When considering the necessary sample sizes as shown in Table 1, some discouragement is imaginable. To co-ordinate such a large multi-centre trial is quite a challenge. An alternative would be to conduct a so-called prospective meta-analysis, in which each centre conducts a separate randomized clinical trial, including comparable patients and using identical interventions and outcome measures (25). This way the technical possibility of pooling the data in a meta-analysis is assured, without the complicated process of a centrally led multi-centre trial.

In the present case a subgroup in a previous trial was used as a pilot for the present trial (9). It would have been more efficient for either a fixed sample design or a triangular test to use the data of the first 10 or 20 patients as an internal pilot to calculate the variance of the outcome measure without de-masking the allocation of the patients. The required sample size or the boundaries, in case of a fixed sample design or a triangular test, respectively, can then be established without doing any interim analyses (14,17). Since this was a multi-centre trial, the statistical analysis should have included investigation of a centre effect and if necessary adjustment for this.

RECOMMENDATIONS

Issues of design and analysis of clinical trials are related to a broad range of expertise, both clinical and statistical. Therefore we think that clinical investigators should do their best to obtain critical review of their plans from the very start of the design phase until publication of the study report, and even beyond that. Almost all clinical researchers have to deal with well-known existing review institutions, which are not always appreciated because of their perceived bureaucracy and time-consuming procedures, including funding agencies and their reviewers, institutional review boards and journal editors and peer reviewers. Nevertheless, critical review and advice should also be sought from an independent data monitoring committee, both in the design phase and during the data gathering and analysis, to ensure optimal quality of the conduct of the trial and minimization of bias and random error.

CONCLUSION

The design and analysis of the clinical trial featured in this paper has been shown to suffer from several flaws. Not only was the original power analysis unduly optimistic but also the omission of adjustment for centre effects has contributed to the lack of statistical power. These types of errors are not uncommon (26). Apart from these methodological issues, there remains the problem of how to obtain results that can serve to support clinical decision-making in case of a limited number of eligible patients.
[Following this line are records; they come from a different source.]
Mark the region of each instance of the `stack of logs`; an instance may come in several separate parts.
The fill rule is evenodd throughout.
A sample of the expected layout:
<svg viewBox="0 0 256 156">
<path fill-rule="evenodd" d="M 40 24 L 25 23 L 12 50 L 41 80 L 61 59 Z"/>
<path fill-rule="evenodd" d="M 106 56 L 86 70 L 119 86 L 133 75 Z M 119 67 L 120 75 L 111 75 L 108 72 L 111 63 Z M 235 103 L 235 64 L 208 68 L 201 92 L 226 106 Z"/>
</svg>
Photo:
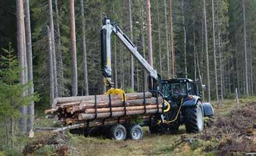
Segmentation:
<svg viewBox="0 0 256 156">
<path fill-rule="evenodd" d="M 89 126 L 95 126 L 126 122 L 133 116 L 148 118 L 150 114 L 162 112 L 164 99 L 154 97 L 150 92 L 142 92 L 123 96 L 62 97 L 55 98 L 53 102 L 55 106 L 45 111 L 47 118 L 55 118 L 62 125 L 86 122 Z"/>
</svg>

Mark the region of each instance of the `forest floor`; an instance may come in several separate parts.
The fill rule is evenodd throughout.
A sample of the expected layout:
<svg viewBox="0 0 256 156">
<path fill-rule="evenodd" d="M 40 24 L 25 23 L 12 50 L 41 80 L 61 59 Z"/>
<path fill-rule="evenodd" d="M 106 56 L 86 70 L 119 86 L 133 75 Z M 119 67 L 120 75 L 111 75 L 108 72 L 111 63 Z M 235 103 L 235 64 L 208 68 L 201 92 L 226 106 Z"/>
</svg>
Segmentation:
<svg viewBox="0 0 256 156">
<path fill-rule="evenodd" d="M 150 134 L 144 128 L 142 139 L 117 141 L 102 136 L 41 132 L 36 133 L 23 152 L 50 155 L 244 155 L 256 152 L 256 97 L 239 102 L 239 108 L 235 100 L 213 102 L 215 116 L 205 118 L 205 130 L 199 134 L 186 134 L 184 126 L 176 134 Z"/>
</svg>

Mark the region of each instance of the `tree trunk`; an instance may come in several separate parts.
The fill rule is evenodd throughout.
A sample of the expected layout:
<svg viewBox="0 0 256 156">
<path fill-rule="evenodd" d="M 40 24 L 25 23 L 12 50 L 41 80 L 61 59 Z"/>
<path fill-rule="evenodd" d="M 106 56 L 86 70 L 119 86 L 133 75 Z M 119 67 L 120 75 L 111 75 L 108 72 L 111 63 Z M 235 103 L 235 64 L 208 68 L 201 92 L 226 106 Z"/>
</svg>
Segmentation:
<svg viewBox="0 0 256 156">
<path fill-rule="evenodd" d="M 52 54 L 53 54 L 53 77 L 55 84 L 55 97 L 58 97 L 58 80 L 57 80 L 57 70 L 56 67 L 56 56 L 55 56 L 55 28 L 53 25 L 53 6 L 52 0 L 48 0 L 48 6 L 49 10 L 50 18 L 50 30 L 51 33 L 51 42 L 52 42 Z"/>
<path fill-rule="evenodd" d="M 77 65 L 76 28 L 74 24 L 74 0 L 69 0 L 69 24 L 70 27 L 70 52 L 72 54 L 72 95 L 77 96 Z"/>
<path fill-rule="evenodd" d="M 48 50 L 49 50 L 49 77 L 50 77 L 50 103 L 51 108 L 55 108 L 55 104 L 53 102 L 55 98 L 55 83 L 53 77 L 53 49 L 52 49 L 52 37 L 50 28 L 47 26 L 47 36 L 48 36 Z"/>
<path fill-rule="evenodd" d="M 84 0 L 80 0 L 80 5 L 81 9 L 82 17 L 82 60 L 84 65 L 84 89 L 85 95 L 88 95 L 88 70 L 87 70 L 87 57 L 86 57 L 86 46 L 85 41 L 85 21 L 84 21 Z"/>
<path fill-rule="evenodd" d="M 164 0 L 166 1 L 166 0 Z M 159 44 L 159 63 L 160 63 L 160 75 L 161 75 L 161 77 L 162 77 L 162 48 L 161 48 L 161 33 L 160 33 L 160 19 L 159 19 L 159 3 L 158 3 L 158 1 L 157 1 L 157 3 L 158 3 L 158 44 Z M 164 2 L 164 4 L 166 5 L 166 2 Z M 165 11 L 166 12 L 166 7 L 165 7 Z M 167 19 L 166 17 L 166 19 Z M 166 26 L 167 27 L 167 19 L 166 19 Z M 166 31 L 167 31 L 167 28 L 166 28 Z M 168 45 L 168 42 L 166 42 L 167 45 Z M 168 50 L 169 50 L 169 48 L 168 48 Z M 168 66 L 169 67 L 169 66 Z M 169 71 L 169 70 L 168 70 Z M 169 73 L 170 73 L 170 71 L 169 71 Z"/>
<path fill-rule="evenodd" d="M 249 95 L 249 86 L 248 86 L 248 63 L 247 63 L 247 52 L 246 44 L 246 24 L 245 24 L 245 0 L 243 0 L 243 40 L 245 42 L 245 93 Z"/>
<path fill-rule="evenodd" d="M 147 0 L 147 20 L 148 20 L 148 63 L 153 67 L 153 50 L 151 30 L 151 13 L 150 0 Z"/>
<path fill-rule="evenodd" d="M 167 9 L 166 9 L 166 1 L 164 1 L 164 22 L 166 26 L 166 61 L 167 61 L 167 73 L 168 78 L 170 77 L 170 52 L 169 52 L 169 41 L 168 41 L 168 30 L 167 26 Z"/>
<path fill-rule="evenodd" d="M 218 82 L 217 75 L 217 61 L 216 61 L 216 52 L 215 52 L 215 21 L 214 21 L 214 1 L 211 0 L 211 10 L 212 10 L 212 22 L 213 22 L 213 59 L 214 59 L 214 73 L 215 73 L 215 95 L 216 100 L 219 102 L 219 93 L 218 93 Z"/>
<path fill-rule="evenodd" d="M 58 35 L 58 49 L 59 49 L 59 95 L 61 97 L 64 95 L 64 84 L 63 84 L 63 53 L 61 45 L 61 37 L 60 31 L 60 24 L 59 21 L 59 9 L 58 9 L 58 0 L 55 0 L 55 11 L 56 11 L 56 26 Z"/>
<path fill-rule="evenodd" d="M 217 12 L 217 22 L 219 24 L 219 13 Z M 219 24 L 218 24 L 219 25 Z M 219 69 L 220 69 L 220 83 L 221 83 L 221 99 L 223 100 L 223 70 L 222 68 L 222 52 L 221 52 L 221 37 L 220 37 L 220 27 L 218 28 L 218 47 L 219 47 Z M 236 50 L 236 49 L 235 49 Z M 239 87 L 238 87 L 239 88 Z"/>
<path fill-rule="evenodd" d="M 146 59 L 146 47 L 145 47 L 145 37 L 144 37 L 144 19 L 143 19 L 143 5 L 141 7 L 141 13 L 140 13 L 140 20 L 141 20 L 141 36 L 142 36 L 142 51 L 143 51 L 143 57 Z M 148 77 L 146 70 L 144 70 L 144 87 L 143 89 L 146 91 L 148 89 Z"/>
<path fill-rule="evenodd" d="M 193 17 L 193 69 L 194 69 L 194 80 L 197 79 L 197 69 L 196 69 L 196 48 L 195 48 L 195 17 Z"/>
<path fill-rule="evenodd" d="M 205 53 L 206 53 L 206 66 L 207 66 L 207 102 L 210 102 L 211 101 L 211 86 L 210 86 L 210 81 L 209 81 L 209 56 L 208 56 L 208 36 L 207 36 L 207 32 L 205 0 L 203 0 L 203 15 L 204 15 Z"/>
<path fill-rule="evenodd" d="M 175 78 L 175 53 L 174 48 L 174 34 L 172 28 L 172 0 L 170 0 L 170 38 L 171 38 L 171 50 L 172 50 L 172 77 Z"/>
<path fill-rule="evenodd" d="M 81 0 L 82 1 L 82 0 Z M 116 40 L 114 40 L 114 87 L 116 89 L 118 88 L 118 84 L 117 84 L 117 48 L 116 48 Z"/>
<path fill-rule="evenodd" d="M 186 32 L 185 27 L 185 15 L 184 15 L 184 1 L 182 1 L 182 24 L 183 24 L 183 32 L 184 34 L 184 63 L 185 63 L 185 77 L 188 79 L 188 67 L 187 67 L 187 52 L 186 52 L 186 41 L 187 41 L 187 34 Z"/>
<path fill-rule="evenodd" d="M 24 54 L 25 53 L 24 47 L 24 32 L 23 27 L 24 26 L 24 13 L 23 13 L 23 3 L 22 0 L 16 0 L 16 16 L 17 16 L 17 50 L 19 56 L 19 62 L 21 69 L 24 69 Z M 25 73 L 24 70 L 21 71 L 20 82 L 21 85 L 25 85 Z M 25 92 L 22 93 L 22 97 L 25 96 Z M 26 106 L 21 106 L 19 108 L 21 117 L 19 119 L 19 128 L 21 132 L 24 134 L 26 132 Z"/>
<path fill-rule="evenodd" d="M 31 85 L 28 88 L 28 95 L 32 95 L 34 93 L 34 86 L 33 81 L 33 61 L 32 61 L 32 46 L 31 46 L 31 30 L 30 24 L 30 13 L 29 13 L 29 0 L 25 1 L 25 32 L 26 32 L 26 50 L 27 50 L 27 62 L 28 71 L 28 81 Z M 30 132 L 34 127 L 34 102 L 27 106 L 27 131 Z"/>
<path fill-rule="evenodd" d="M 130 40 L 133 42 L 132 36 L 132 4 L 129 0 L 129 29 L 130 33 Z M 131 89 L 134 90 L 134 56 L 130 55 L 130 75 L 131 75 Z"/>
</svg>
If eligible patients are scarce, as is the case with children mechanically ventilated for RSV, it is important to make efficient use of all available information. If the international medical scientific community recognizes the importance of obtaining evidence for the treatment of rare diseases, often the case in paediatrics, the possible methodological alternatives to large randomized clinical trials have to be explored and taken seriously (27). This recognition will also have to be earned by researchers in this field conducting and reporting trials in a transparent and methodologically sound way, and making maximum use of the expertise of critical clinicians and statisticians in data monitoring committees.